Coffee chats sound cute until you realize the coffee part is optional and the anxiety is mandatory.
There are an astonishing number of words attached to coffee.
Latte. Cappuccino. Americano. Flat White. Mocha. Macchiato. Affogato.
Most of them sound comforting. Some sound fancy. A few sound like Harry Potter spells to me.
Yet somehow, the moment we add the word chat to coffee, the vibe changes. For many students, coffee chats remain one of the most intimidating parts of career development. Because nobody really teaches us how to go about them.
The part nobody tells you

Coffee chats feel terrifying because you are voluntarily emailing a stranger and asking for their time in an economy where people barely reply to their own friends.
But networking is not a last-minute side quest you unlock two weeks before graduation. That’s like only going to the gym the night before you want abs.
The key is to start when the stakes are not so high and build up a network over time.
Where to start

The biggest mistake students make is treating coffee chats like transactions instead of conversations.
Sometimes the result is advice, a referral six months later or sometimes it’s… nothing but a chat.
Start by choosing which industry or domain you are genuinely interested in and the roles you are targeting. Then, from the list you make, find someone who is in the field/company you want. Maybe someone who:
- Made the transition you want to make
- Work at a company you admire
- Spoke on a panel you attended
Specificity is what makes you sound genuine instead of copy-pasted. People respond better when they understand why you chose them.
Your message does not need to sound ‘corporate’

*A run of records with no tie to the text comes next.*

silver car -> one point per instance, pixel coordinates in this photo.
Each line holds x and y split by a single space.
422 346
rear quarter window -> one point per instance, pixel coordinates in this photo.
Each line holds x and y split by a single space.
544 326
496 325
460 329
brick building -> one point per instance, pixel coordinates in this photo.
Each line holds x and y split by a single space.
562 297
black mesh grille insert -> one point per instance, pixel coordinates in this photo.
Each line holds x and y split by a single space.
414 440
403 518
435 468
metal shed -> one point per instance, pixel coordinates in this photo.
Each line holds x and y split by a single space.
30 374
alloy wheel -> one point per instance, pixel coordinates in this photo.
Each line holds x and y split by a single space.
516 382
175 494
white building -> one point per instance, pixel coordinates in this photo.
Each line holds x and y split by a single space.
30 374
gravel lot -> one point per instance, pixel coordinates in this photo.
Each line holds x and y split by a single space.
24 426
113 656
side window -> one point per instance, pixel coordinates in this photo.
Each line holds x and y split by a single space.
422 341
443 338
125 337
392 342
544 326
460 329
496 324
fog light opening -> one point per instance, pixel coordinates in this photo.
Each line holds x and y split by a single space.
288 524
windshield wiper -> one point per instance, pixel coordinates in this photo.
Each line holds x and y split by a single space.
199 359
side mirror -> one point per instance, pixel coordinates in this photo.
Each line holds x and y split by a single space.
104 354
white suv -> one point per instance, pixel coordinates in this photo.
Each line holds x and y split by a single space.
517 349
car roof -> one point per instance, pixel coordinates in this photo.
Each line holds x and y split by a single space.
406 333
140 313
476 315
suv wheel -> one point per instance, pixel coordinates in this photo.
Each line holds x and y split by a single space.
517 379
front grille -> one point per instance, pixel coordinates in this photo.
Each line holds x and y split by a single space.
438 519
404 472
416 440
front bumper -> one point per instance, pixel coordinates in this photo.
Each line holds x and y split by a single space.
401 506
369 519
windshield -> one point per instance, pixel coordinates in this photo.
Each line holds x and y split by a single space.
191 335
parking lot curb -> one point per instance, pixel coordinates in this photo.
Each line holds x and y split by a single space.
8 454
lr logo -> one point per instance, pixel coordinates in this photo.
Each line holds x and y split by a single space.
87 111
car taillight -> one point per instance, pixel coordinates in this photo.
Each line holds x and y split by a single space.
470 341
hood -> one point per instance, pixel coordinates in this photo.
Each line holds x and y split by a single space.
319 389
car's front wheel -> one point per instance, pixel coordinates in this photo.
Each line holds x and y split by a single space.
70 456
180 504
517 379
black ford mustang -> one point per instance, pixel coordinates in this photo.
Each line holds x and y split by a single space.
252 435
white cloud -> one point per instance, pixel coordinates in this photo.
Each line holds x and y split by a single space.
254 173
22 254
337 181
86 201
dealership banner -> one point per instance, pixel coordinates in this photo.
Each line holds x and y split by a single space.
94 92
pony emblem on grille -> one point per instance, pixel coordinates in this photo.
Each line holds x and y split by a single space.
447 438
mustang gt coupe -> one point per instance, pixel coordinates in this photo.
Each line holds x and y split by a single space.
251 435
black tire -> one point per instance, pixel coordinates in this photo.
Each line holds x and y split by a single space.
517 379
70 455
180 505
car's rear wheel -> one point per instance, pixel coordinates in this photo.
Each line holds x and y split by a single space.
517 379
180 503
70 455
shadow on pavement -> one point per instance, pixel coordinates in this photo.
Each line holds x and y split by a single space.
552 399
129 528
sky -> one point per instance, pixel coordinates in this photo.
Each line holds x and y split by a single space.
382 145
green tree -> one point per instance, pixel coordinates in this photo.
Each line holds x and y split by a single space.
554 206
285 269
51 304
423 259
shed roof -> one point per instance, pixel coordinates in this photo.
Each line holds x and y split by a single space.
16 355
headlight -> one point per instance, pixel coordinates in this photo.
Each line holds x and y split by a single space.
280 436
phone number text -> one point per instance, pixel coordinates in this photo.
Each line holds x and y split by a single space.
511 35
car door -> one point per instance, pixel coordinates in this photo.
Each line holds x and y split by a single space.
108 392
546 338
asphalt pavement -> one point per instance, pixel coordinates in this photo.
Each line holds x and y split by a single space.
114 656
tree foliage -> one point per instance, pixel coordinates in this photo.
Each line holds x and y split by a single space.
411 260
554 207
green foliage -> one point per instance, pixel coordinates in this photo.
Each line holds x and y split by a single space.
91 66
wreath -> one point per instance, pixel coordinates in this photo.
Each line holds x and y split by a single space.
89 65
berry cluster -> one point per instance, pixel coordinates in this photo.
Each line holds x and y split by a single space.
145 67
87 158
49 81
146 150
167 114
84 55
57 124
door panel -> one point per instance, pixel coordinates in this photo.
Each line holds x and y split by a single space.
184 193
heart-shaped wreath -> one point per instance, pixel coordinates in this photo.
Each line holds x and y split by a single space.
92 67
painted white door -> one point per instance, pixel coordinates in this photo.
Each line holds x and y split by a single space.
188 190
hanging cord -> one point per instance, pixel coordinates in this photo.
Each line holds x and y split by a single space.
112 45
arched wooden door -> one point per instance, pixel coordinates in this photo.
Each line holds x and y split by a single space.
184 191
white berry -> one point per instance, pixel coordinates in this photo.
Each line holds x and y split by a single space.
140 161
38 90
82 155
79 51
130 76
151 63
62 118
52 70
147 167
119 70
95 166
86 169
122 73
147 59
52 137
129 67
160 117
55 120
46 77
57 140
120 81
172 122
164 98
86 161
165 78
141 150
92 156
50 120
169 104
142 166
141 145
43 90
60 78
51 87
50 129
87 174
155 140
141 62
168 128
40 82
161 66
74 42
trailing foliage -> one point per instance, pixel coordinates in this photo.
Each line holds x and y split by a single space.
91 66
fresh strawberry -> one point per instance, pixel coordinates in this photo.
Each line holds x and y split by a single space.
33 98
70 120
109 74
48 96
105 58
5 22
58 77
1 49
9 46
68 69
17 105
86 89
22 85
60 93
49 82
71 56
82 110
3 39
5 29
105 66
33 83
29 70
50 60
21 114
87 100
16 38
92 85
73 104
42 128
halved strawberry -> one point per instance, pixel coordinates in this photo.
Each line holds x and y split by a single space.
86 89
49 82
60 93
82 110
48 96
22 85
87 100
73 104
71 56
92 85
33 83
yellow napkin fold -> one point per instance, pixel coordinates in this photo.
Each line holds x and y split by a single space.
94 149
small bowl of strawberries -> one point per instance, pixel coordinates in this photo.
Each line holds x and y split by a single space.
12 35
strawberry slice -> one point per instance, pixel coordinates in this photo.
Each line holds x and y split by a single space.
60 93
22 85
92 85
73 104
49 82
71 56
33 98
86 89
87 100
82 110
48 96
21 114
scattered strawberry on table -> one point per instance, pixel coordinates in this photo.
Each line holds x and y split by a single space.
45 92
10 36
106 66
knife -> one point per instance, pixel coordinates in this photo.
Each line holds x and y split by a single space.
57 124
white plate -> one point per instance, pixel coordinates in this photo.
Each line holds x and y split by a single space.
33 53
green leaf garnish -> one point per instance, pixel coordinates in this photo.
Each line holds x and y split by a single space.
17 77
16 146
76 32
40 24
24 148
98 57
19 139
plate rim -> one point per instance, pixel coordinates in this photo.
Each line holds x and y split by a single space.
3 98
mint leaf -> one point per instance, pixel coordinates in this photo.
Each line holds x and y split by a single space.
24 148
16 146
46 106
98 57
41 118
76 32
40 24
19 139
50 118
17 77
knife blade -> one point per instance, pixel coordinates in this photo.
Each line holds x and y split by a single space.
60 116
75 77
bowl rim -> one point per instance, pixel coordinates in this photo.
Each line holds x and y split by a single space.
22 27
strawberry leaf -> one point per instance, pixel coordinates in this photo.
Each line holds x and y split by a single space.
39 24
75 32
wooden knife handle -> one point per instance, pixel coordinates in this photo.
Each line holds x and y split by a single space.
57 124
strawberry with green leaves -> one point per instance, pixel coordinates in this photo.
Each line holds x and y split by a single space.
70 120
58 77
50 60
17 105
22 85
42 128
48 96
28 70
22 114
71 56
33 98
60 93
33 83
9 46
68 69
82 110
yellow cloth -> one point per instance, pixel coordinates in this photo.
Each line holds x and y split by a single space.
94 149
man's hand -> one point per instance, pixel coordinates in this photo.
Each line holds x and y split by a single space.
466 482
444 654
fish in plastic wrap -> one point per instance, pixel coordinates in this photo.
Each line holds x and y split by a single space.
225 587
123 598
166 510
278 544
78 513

Students overcomplicate networking messages because they think professionalism means sounding like a Victorian butler.
Keep it short, warm, intentional and easy to answer.
A good coffee chat request should feel low-pressure. Nobody wants to read a seven-paragraph autobiography while standing in line at Starbucks.
The reality

Most people will not reply. Not because your message was terrible or because your career is doomed.
People are busy. Someone may read it while boarding the TTC and forget forever. That’s normal.
It’s not a personal rejection.
What would I even talk about?

Many students hate networking because it feels fake. It feels as if you’re supposed to suddenly become a hyper-professional LinkedIn creature who says things like: “Leveraging synergies while driving stakeholder alignment.”
Nobody talks like that in real life. Coffee chats are not interviews; just a chat.
Students always assume the conversation will be awkward. But… that’s kind of the point. There should be a difference in experience. That’s where the value comes from. Here are some topics you can ask about:
- How they got their first role
- What skills matter vs. what students think matters
- What mistakes did they make early on
- How their role actually functions day-to-day
Spoiler: they want to help

Professionals can tell when someone is genuinely curious versus obviously trying to collect contacts like Pokémon cards.
Something students forget is that they were once the confused student nervously sending networking messages too.
Almost every meaningful conversation I’ve had ended the same way. With the other person saying, “Happy to help.”
How not to sound like a bot

Here are some example message templates to get started!
- The “Specific career path” message
“Hi [Name], I recently came across your profile and was really interested in your transition from marketing to growth strategy. As someone trying to understand that better myself, I’d genuinely love the opportunity to hear more about your experience and perspective on the industry if you’d ever be open to a quick coffee chat. Thank you either way!”
- The “You actually did your research” message
“Hi [Name], I attended/read/saw your work on [specific thing], and your perspective on [specific topic] genuinely stood out to me. I’m currently a student trying to learn more about this space and I’d love to connect for a short coffee chat if you’d ever be open to it.”
- The “No pressure” follow-up
“Hi [Name], just wanted to quickly follow up on my earlier message in case it got buried! Completely understand if your schedule is busy, but I’d still love the opportunity to connect whenever convenient. Thank you again!”
Online or offline?

A coffee chat does not always need to happen in a fancy downtown café; instead, give the option for both online and offline, and let the other person confirm.
Most prefer it online. Because it is less of a hassle to coordinate and professionals have packed schedules. Virtual coffee chats are often less intimidating for students anyway.
Do it scared, but do it

You do not need to be the most polished person to start building your network. You just need to be curious, respectful and brave enough to begin before you feel completely ready. The people on the other side relate to a student’s wish to “break into the industry.”
A good coffee chat is just curiosity meeting experience.
So send the message. Even if your hands shake a little while pressing enter.